Article

p54(nrb) acts as a transcriptional coactivator for activation function 1 of the human androgen, receptor

Department of Obstetrics and Gynecology, Keio University, Edo, Tōkyō, Japan
Biochemical and Biophysical Research Communications (Impact Factor: 2.3). 08/2003; 306(3):660-5. DOI: 10.1016/S0006-291X(03)01021-0
Source: PubMed

ABSTRACT

The androgen receptor (AR) has two transactivation functions that have been mapped to the N- and C-terminal domains and designated as activation function-1 (AF-1) and AF-2, respectively.
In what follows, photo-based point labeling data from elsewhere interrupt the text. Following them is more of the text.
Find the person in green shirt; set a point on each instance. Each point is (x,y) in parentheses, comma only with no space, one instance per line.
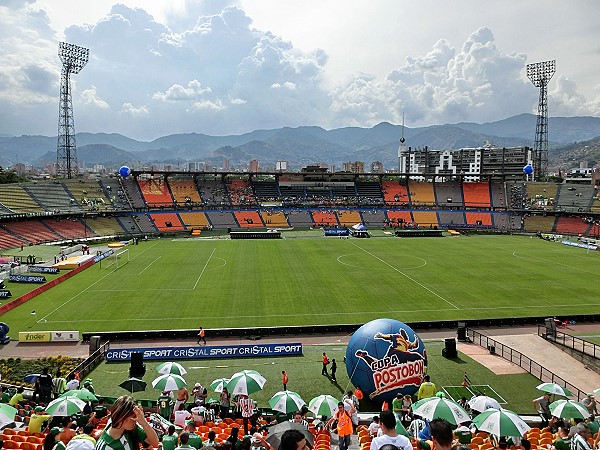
(194,440)
(37,419)
(169,440)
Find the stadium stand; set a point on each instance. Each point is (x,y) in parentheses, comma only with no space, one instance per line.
(535,223)
(476,195)
(68,228)
(274,219)
(33,231)
(574,197)
(451,218)
(167,222)
(395,194)
(131,190)
(324,218)
(398,218)
(221,220)
(571,225)
(53,197)
(498,195)
(300,218)
(425,218)
(448,194)
(17,200)
(248,219)
(540,195)
(184,191)
(194,220)
(478,218)
(421,194)
(348,218)
(156,192)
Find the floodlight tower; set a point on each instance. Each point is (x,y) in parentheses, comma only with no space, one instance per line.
(540,75)
(74,58)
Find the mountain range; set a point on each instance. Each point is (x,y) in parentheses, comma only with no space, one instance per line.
(311,145)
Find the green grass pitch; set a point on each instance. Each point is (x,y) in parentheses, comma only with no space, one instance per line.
(220,283)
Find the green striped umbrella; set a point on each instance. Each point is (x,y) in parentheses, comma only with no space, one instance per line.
(323,405)
(169,382)
(569,409)
(286,402)
(246,382)
(440,408)
(171,367)
(65,406)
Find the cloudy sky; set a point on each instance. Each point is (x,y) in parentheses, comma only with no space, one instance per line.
(228,67)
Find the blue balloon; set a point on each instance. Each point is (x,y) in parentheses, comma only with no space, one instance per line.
(124,171)
(386,357)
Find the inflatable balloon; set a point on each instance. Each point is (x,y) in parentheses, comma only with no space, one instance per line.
(386,357)
(124,171)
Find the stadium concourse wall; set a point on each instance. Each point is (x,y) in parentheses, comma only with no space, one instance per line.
(258,333)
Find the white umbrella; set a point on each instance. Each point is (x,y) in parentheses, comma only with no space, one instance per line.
(483,403)
(440,408)
(169,382)
(171,367)
(323,405)
(501,422)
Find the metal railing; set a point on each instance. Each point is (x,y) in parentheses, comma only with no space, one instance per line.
(581,345)
(523,361)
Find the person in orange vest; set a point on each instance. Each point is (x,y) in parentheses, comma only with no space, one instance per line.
(284,379)
(325,362)
(201,336)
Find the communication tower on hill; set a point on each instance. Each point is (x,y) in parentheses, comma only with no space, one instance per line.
(540,75)
(74,58)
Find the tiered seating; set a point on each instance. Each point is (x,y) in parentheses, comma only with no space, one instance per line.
(167,222)
(451,218)
(421,194)
(425,218)
(156,192)
(348,217)
(213,192)
(104,226)
(324,218)
(395,193)
(543,224)
(399,218)
(16,199)
(221,220)
(300,218)
(498,195)
(240,192)
(9,240)
(477,195)
(33,231)
(132,192)
(53,197)
(449,194)
(184,191)
(571,225)
(193,220)
(69,229)
(88,193)
(249,219)
(575,197)
(541,195)
(274,219)
(479,218)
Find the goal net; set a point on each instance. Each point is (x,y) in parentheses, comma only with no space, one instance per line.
(118,258)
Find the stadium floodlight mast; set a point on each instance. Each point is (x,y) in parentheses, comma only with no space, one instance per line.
(540,75)
(74,58)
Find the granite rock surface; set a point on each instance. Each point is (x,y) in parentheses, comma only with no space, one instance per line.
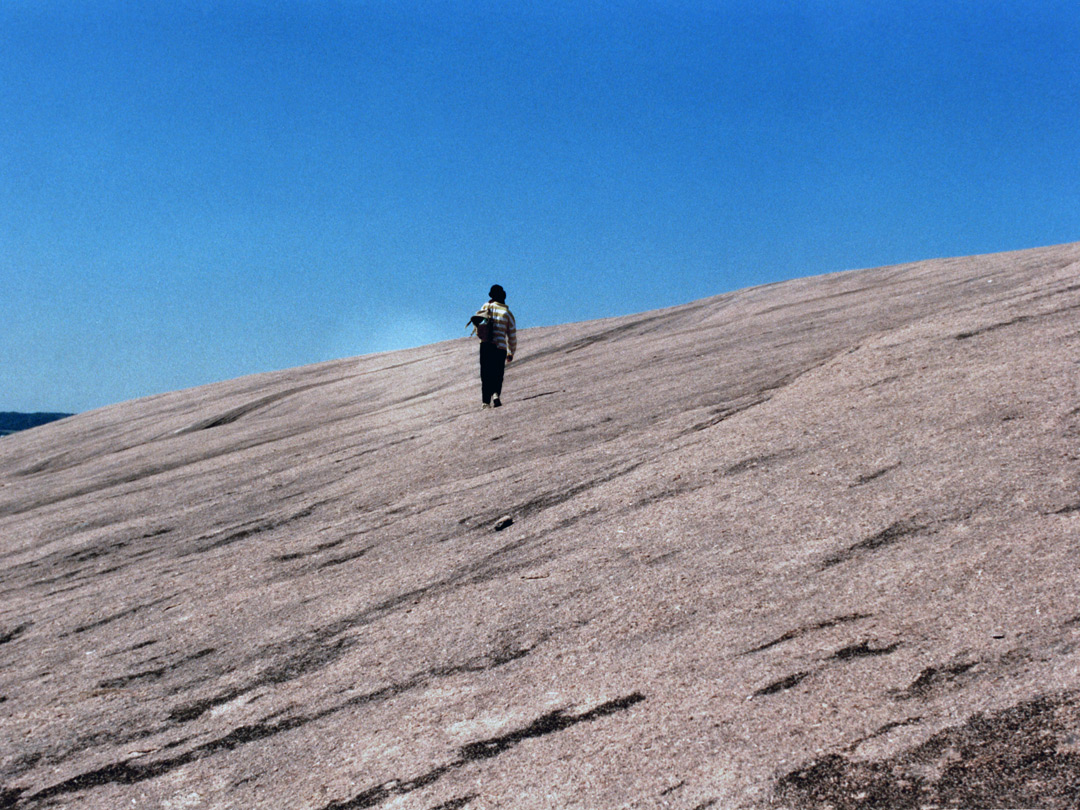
(812,544)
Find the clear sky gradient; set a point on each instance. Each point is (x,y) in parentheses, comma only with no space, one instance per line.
(194,191)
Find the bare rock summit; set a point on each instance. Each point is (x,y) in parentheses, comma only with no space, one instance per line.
(812,544)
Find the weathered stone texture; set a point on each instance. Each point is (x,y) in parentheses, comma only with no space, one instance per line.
(811,544)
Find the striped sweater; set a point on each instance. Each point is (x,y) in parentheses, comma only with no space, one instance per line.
(505,328)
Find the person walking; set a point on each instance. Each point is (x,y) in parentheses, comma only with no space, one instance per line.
(498,341)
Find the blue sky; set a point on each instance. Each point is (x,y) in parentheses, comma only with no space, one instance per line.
(194,191)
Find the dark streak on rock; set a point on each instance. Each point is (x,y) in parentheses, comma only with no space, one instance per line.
(243,534)
(1013,322)
(756,462)
(482,750)
(724,414)
(308,552)
(863,649)
(874,475)
(117,617)
(887,537)
(456,804)
(804,631)
(553,499)
(126,680)
(672,790)
(932,678)
(13,634)
(1023,756)
(342,559)
(782,685)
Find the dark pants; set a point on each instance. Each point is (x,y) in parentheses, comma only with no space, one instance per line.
(493,363)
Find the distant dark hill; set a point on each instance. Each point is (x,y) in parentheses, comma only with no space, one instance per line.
(12,422)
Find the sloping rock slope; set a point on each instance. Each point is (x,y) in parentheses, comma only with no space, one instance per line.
(810,544)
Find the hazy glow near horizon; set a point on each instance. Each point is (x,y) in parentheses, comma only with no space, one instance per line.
(200,192)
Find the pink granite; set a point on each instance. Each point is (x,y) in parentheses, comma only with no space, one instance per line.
(812,544)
While the molecular basis for AF-2 function has been well studied, little is known about AF-1 coregulators. Therefore, we attempted to identify AF-1-interacting proteins from HEK293 cells by biochemical purification followed by mass fingerprinting by matrix-assisted laser desorption ionization-time-of-flight mass spectrometry (MALDI-TOF MS). Purified AF-1 region-interacting proteins were found to contain nuclear RNA-binding protein p54(nrb), polypyrimidine tract-binding protein-associated splicing factor (PSF), paraspeckle protein 1 (PSP1), and PSP2, which are assumed to be involved in pre-mRNA processing. p54(nrb) interacted with AR via the A/B domain in a ligand-dependent manner. Reflecting the physical interaction between p54(nrb) and the AR A/B domain, AR AF-1 function was potentiated by p54(nrb). Our results suggest that p54(nrb) functions as a coactivator of AR that potentiates transcription, and presumably splicing as well.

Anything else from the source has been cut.